L'avion long-courrier qui décolle d'Orly pour New-York sera
dirigé, avec une précision rigoureuse, sur l'aérodrome de cette ville si ...
la préparation de ce vol a été soigneusement étudiée et réalisée.
Les membres de l'équipage du géant des airs ne seront plus
rigoureusement seuls maîtres à bord. Le commandant de bord devra exécuter
scrupuleusement le « plan de vol » établi en commun avec certains
services au sol de la base de décollage ... Splendide équipe : co-pilote,
radio, mécanicien, navigateur, de toute leur intelligence, de toute leur âme
vont faire bloc avec lui.
Préparation d'un vol.
— La préparation d'un vol long-courrier consiste
essentiellement en une analyse des conditions du voyage. Analyse établie avec
des éléments de prévision déterminant :
1° Le temps de vol approximatif, avec ou sans escale ;
2° Les quantités d'essence à embarquer, nécessaires au
voyage prévu, plus les réserves de sécurité ;
3° Les éléments destinés au commandant de bord, lui
facilitant ses décisions s'il doit en prendre inopinément au cours du voyage ;
4° Les documents qui permettront à l'exploitation de
comparer les prévisions et la réalité rencontrée et d'en tirer des
enseignements et une doctrine.
L'équipage possède en permanence une documentation
importante : manuels divers d'utilisation (radio-navigation, sécurité,
tables de navigation). Celle-ci est complétée au départ par les prévisions
météo, le plan de vol, le plan chargement, le graphique de vol.
Prévisions météo.
— Celles-ci jouent un rôle de premier plan dans
l'établissement de la route à suivre. Les services météorologiques d'Orly sont,
en effet, à même de fournir à l'équipage :
1° Un aperçu d'ensemble des conditions atmosphériques ;
2° Un pronostic précis relatif à la ligne et les conditions
météorologiques locales pour chaque zone traversée (nébulosité, précipitation,
régime des vents aux diverses altitudes et risques de givrage) ;
3° Les conditions observées à l'aéroport de Paris et les
prévisions de l'aéroport de New-York ou des terrains de remplacement. Pour un
vol transatlantique de dix heures, les prévisions météorologiques sont
calculées pour une durée de douze heures au minimum.

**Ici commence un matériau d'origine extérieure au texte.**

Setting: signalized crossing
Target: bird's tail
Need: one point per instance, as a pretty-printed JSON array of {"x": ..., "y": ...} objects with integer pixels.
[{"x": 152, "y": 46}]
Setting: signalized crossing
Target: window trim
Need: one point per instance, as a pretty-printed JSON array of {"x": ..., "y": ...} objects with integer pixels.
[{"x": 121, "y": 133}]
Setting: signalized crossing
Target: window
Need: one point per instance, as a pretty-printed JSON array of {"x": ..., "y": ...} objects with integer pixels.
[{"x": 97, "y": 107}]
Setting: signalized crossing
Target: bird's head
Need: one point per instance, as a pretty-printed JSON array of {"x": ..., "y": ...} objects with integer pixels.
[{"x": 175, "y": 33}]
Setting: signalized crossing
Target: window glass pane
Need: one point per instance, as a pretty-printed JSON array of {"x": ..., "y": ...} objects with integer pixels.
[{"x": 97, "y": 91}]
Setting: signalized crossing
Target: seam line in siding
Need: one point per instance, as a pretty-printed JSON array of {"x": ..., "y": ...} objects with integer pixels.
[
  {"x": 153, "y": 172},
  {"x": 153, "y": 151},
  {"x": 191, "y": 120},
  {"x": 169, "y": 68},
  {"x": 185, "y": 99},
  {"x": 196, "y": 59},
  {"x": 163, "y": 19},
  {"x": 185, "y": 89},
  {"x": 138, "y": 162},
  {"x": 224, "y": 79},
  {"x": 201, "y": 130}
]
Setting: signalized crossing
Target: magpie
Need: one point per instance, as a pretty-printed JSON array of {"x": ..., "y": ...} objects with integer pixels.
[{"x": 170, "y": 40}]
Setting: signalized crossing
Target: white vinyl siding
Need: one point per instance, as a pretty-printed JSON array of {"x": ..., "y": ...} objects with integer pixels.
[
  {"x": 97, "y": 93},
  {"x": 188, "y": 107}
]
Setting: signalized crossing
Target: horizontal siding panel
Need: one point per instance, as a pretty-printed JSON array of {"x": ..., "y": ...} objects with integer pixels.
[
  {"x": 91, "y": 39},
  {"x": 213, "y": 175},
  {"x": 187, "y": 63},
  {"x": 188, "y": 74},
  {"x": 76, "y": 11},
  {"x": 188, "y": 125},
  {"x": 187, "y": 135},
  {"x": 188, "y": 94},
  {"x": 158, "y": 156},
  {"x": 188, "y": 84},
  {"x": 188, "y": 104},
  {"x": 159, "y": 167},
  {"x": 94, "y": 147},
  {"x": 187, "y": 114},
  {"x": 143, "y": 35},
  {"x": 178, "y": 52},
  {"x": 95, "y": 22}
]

Ces renseignements sont inscrits sur des cartes fournies par
la météo. Elles sont étudiées ensuite par l'équipage et le service
d'opérations.
Choix de la route.
— C'est en fonction des conditions météorologiques que
ce service et ses agents, appelés autrefois « dispatchers »,
déterminent avec précision les routes assurant, sur la base des conditions de
sécurité les plus certaines, les meilleurs temps de vol et les conditions d'un
confort optimum.
Parfois, certaines situations isobariques font choisir une
route détournée, mais appuyée par un vent favorable, assurant un voyage plus
rapide et une consommation en carburant plus faible que la ligne directe.
Ainsi, le Paris-New-York d'Air-France peut emprunter son
itinéraire normal par Shannon et Gander, ou un détournement via l'Islande
(Reykjavik) ou via les Açores (Santa Maria).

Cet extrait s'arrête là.